Der Antidrogenbeamte in Gaza zeigt in der Reportage weitere mutmaßliche Drogenfunde, darunter mehrere Beutel voller rosa Tabletten mit einem charakteristischen totenkopfähnlichen Gesicht aufgedruckt. Sie sollen im wesentlichen die Droge MDMA enthalten. »Diese Pillen kommen aus Israel«, so der Beamte, sie können »zum Tod führen und Nervenzellen im Gehirn zerstören.« Weiter zeigt er Konservendosen mit Bohnen, in denen Captagon-Pillen geschmuggelt worden sein sollen. Die Konserven seien so präpariert, dass die Sensoren bei Inspektionen nicht anschlagen.
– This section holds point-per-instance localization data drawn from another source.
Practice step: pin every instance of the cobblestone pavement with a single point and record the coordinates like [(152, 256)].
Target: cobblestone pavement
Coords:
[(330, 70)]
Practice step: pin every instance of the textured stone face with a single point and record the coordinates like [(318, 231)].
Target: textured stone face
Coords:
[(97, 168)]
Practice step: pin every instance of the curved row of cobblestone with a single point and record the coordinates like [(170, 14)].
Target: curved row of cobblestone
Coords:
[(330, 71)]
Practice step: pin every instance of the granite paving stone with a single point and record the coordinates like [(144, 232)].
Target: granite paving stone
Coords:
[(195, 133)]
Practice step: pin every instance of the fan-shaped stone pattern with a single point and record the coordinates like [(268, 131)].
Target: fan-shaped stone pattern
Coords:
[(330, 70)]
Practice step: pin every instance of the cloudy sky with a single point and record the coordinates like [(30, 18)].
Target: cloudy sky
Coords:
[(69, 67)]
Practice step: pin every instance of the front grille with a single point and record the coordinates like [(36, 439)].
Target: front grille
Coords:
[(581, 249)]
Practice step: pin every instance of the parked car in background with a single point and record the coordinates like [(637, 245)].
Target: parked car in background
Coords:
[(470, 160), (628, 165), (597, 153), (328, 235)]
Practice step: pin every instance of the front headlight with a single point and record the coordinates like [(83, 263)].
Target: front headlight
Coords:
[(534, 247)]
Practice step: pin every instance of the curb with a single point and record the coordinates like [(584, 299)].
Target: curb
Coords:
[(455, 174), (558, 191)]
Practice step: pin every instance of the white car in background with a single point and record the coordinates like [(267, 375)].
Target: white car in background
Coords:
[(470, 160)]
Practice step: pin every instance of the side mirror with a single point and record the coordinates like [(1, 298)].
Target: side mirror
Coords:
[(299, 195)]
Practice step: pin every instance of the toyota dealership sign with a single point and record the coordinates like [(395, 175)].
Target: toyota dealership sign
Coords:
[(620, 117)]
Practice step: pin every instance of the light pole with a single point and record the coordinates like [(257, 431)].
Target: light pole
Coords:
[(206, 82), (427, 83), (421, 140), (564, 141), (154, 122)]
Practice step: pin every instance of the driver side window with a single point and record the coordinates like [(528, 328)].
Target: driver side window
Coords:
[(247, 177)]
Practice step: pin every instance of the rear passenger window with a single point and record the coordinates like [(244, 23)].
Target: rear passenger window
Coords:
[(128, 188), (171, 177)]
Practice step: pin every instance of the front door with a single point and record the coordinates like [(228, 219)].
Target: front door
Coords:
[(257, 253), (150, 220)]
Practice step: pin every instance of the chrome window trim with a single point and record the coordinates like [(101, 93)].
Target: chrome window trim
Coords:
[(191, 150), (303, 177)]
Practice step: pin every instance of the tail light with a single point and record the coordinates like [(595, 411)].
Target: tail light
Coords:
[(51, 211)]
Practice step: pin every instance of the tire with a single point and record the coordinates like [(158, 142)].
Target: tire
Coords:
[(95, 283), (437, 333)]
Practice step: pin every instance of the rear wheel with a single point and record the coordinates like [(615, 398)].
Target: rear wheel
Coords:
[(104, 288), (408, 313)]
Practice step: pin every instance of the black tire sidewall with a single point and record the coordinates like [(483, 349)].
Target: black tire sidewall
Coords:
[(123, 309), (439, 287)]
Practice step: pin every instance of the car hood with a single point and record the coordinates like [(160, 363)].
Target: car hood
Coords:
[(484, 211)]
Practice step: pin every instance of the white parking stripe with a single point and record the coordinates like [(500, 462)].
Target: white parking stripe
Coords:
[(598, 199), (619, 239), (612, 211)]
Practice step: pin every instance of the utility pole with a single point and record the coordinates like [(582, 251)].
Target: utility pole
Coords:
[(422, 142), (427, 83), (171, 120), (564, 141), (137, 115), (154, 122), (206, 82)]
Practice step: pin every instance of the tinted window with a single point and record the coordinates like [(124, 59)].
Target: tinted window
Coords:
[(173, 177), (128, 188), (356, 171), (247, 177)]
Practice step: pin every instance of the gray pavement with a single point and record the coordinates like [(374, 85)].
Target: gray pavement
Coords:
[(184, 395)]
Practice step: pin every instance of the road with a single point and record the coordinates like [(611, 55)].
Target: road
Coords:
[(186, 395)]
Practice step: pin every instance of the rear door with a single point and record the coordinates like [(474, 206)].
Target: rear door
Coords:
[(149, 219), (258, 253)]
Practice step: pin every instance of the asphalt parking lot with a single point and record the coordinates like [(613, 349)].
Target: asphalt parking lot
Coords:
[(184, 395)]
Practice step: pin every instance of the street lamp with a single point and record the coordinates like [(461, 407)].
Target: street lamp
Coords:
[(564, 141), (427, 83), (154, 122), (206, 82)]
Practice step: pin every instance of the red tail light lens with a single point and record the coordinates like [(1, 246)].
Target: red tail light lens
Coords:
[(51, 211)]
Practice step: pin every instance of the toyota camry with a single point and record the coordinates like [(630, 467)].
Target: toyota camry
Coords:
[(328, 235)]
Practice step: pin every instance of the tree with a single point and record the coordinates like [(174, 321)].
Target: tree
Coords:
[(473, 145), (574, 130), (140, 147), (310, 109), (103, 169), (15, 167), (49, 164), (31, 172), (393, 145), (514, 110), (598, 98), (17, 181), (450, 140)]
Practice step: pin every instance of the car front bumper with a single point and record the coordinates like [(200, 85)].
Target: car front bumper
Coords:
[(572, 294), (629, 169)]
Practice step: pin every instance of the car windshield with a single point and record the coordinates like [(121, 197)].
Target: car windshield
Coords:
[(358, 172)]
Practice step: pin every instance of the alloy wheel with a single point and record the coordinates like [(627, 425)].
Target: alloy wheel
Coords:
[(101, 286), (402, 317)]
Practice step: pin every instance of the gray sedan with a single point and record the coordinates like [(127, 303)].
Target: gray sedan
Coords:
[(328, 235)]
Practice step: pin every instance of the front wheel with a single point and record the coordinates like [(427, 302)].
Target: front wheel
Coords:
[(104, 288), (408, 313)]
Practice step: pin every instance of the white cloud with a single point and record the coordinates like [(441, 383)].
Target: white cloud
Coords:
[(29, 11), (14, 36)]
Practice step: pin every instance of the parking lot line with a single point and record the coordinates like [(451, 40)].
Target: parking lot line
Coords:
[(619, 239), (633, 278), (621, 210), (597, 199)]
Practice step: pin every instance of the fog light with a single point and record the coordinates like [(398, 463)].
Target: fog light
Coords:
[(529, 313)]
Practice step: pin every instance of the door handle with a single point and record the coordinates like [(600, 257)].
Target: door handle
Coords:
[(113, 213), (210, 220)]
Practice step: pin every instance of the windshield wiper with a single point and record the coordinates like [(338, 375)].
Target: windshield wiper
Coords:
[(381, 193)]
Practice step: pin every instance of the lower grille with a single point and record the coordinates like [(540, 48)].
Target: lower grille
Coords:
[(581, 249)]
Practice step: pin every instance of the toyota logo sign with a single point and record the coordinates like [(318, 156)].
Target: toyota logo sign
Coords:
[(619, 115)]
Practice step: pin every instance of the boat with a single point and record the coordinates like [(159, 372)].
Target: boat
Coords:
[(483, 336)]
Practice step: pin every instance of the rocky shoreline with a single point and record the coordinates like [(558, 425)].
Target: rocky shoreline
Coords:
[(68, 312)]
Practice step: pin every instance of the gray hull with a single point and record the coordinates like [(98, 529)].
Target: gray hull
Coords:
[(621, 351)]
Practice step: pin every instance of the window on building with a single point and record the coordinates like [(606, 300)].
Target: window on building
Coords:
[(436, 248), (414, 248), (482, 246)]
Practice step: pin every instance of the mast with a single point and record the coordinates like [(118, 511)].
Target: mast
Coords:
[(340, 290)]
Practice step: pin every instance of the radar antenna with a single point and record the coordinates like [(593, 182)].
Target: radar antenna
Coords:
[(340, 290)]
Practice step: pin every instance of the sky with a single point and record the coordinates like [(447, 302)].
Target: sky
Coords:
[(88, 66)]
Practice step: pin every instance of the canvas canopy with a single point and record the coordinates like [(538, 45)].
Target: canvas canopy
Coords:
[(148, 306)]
Neben dem Schmuggel über Land, erklärt der Beamte gegenüber Al-Dschasira, gelangten Drogen auch über See sowie per Quadrocopter in die abgeriegelte Enklave. Er präsentiert mehrere dieser Minidrohnen mit angeklebten Päckchen, die die Vorwürfe belegen sollen. Sie sollten ihre Fracht an palästinensische Dealer liefern, wurden von der Behörde jedoch abgefangen. »Die Hand des Gesetzes wird euch erreichen, und wir werden eure Quellen austrocknen«, so seine Botschaft an die »Händler des Giftes« in Gaza. Mehrere mutmaßliche Drogenpakete werden nun vernichtet. Da Israel die meisten Bäckereien und Öfen bombardiert hat, werden die Päckchen auf einer offenen Feuerstelle im Freien verbrannt. »Die israelische Besatzung tötet unser Volk vorsätzlich auf vielfältige Weise«, so der Antidrogenbeamte. Doch was nicht mit militärischem Arsenal erreicht worden sei, werde auch nicht durch Drogenschmuggel gelingen. »Wir werden dem zionistischen Feind nicht die Möglichkeit geben, diese Generation und diese jungen Menschen zu zerstören.«
Anfang Dezember warnte auch der Rat palästinensischer Stämme und Clans in Gaza vor dem zunehmenden »Schmuggel großer Mengen von Betäubungsmitteln nach Gaza in den vergangenen Wochen und Monaten«. Dies seien »böswillige und wiederholte Versuche des israelischen Feindes, die Heimatfront ins Visier zu nehmen«, wodurch insbesondere Jugendliche geschädigt würden, gegen die ein »systematischer Krieg« geführt werde. Weiter erklärte der Rat, dass von Israel unterstützte palästinensische Milizen von Rafah im Süden aus nach Norden hin Drogenvertriebsnetze betrieben. Den Milizen um den jüngst getöteten Yasser Abu Shabab, mit denen Israel zur Kontrolle der besetzten Teile des Gazastreifens kollaboriert, wird vorgeworfen, Hilfslieferungen nach Gaza zu plündern und am Drogenhandel beteiligt zu sein.